Another example. What if the GRE interface’s MTU was increased above 1476 while retaining an ethernet MTU of 1500? Let’s say the GRE IP MTU was increased to 1477 bytes. This would increase the packet size that’s being handed over for transmission to ethernet to 1501 bytes and would indeed need fragmentation. This time, one GRE packet will be fragmented by the ethernet interface for transmission.

R2(config-if)#int tunnel 0

R2(config-if)#ip mtu 1477

%Warning: IP MTU value set 1477 is greater than the current transport value 1476, fragmentation may occur

*Jul 22 02:17:09.542: %TUN-4-MTUCONFIGEXCEEDSTRMTU_IPV4: Tunnel0 IPv4 MTU configured 1477 exceeds tunnel transport MTU 1476

Let’s send 1477 bytes from H1 to H2 (192.168.255.4)

Note: Wireshark reads the inner IP header of frame 1278 but since frame 1277 only has one IP header, the source and destination IPs captured by Wireshark are the terminating end-points.

As you would notice here, the GRE packet was fragmented into two frames. However, only one has GRE encapsulation (frame 1278) and the other doesn’t have GRE headers, only IP header (frame 1277).

The problem with this kind of setup is R3 would do extra work to reassemble the fragmented traffic.

H1:

ping 192.168.255.4 size 1477 repeat 100

Type escape sequence to abort.

Sending 100, 1477-byte ICMP Echos to 192.168.255.4, timeout is 2 seconds:

!!!!!!!!!!!!!!!!!!!!!!!!!!!!!!!!!!!!!!!!!!!!!!!!!!!!!!!!!!!!!!!!!!!!!!

!!!!!!!!!!!!!!!!!!!!!!!!!!!!!!

Success rate is 100 percent (100/100), round-trip min/avg/max = 3/8/29 ms

R3:

sh ip traffic int eth0/1

 Ethernet0/1 IP-IF statistics :

  Rcvd:  200 total, 152100 total_bytes

         0 format errors, 0 hop count exceeded

         0 bad header, 0 no route

         0 bad destination, 0 not a router

         0 no protocol, 0 truncated

         0 forwarded

         200 fragments, 100 total reassembled

         0 reassembly timeouts, 0 reassembly failures

         0 discards, 100 delivers

  Sent:  1 total, 84 total_bytes 0 discards

         1 generated, 0 forwarded

         0 fragmented into, 0 fragments, 0 failed

  Mcast: 0 received, 0 received bytes

         0 sent, 0 sent bytes

  Bcast: 0 received, 0 sent

When R3 transmits the traffic to H2, the fragments were reassembled and sent with single frame.

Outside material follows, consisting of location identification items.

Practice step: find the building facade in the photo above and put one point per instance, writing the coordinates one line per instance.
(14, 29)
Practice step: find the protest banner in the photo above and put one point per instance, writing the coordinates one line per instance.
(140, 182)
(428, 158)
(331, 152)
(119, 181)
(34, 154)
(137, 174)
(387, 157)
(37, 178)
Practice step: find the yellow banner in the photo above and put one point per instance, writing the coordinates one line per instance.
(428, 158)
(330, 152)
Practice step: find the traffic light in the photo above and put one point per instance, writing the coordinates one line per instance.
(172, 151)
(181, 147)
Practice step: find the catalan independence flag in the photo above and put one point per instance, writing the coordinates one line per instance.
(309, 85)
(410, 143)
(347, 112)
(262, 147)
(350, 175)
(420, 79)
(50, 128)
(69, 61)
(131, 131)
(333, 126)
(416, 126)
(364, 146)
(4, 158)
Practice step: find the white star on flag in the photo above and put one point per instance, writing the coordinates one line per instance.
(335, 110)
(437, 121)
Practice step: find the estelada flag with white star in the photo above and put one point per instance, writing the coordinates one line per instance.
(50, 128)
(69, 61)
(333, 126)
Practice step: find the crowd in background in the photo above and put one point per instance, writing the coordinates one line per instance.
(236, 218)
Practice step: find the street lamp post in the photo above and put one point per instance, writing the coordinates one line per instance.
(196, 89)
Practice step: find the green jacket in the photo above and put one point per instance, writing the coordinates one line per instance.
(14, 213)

When H2 respond with the ICMP request, it will reply with the same size causing the same scenario for R3 to R2. Both R2 and R3 may do double work, fragmentation and reassembly.

This is the reason why we don’t want GRE IP MTU and interface MTU to be less than 24 bytes apart. Some implementations recommend setting the GRE IP MTU to 1400 bytes to cover additional overhead especially when encryption comes into play (GRE/IPSEC). We do not want the exit interface to do the fragmentation because the tail-end of the GRE tunnel will be the one responsible to reassemble the fragmented data and this may cause high CPU when there is significant amount of traffic. Same with H2, R3 will allocate a buffer to place these fragmented packets for reassembly. Not to mention if there are any security devices in the path of the GRE tunnel and the packets arrived out of order, these security devices may drop the fragment causing other fragments to be dropped too.

Traffic with DF-bit set not discussed here.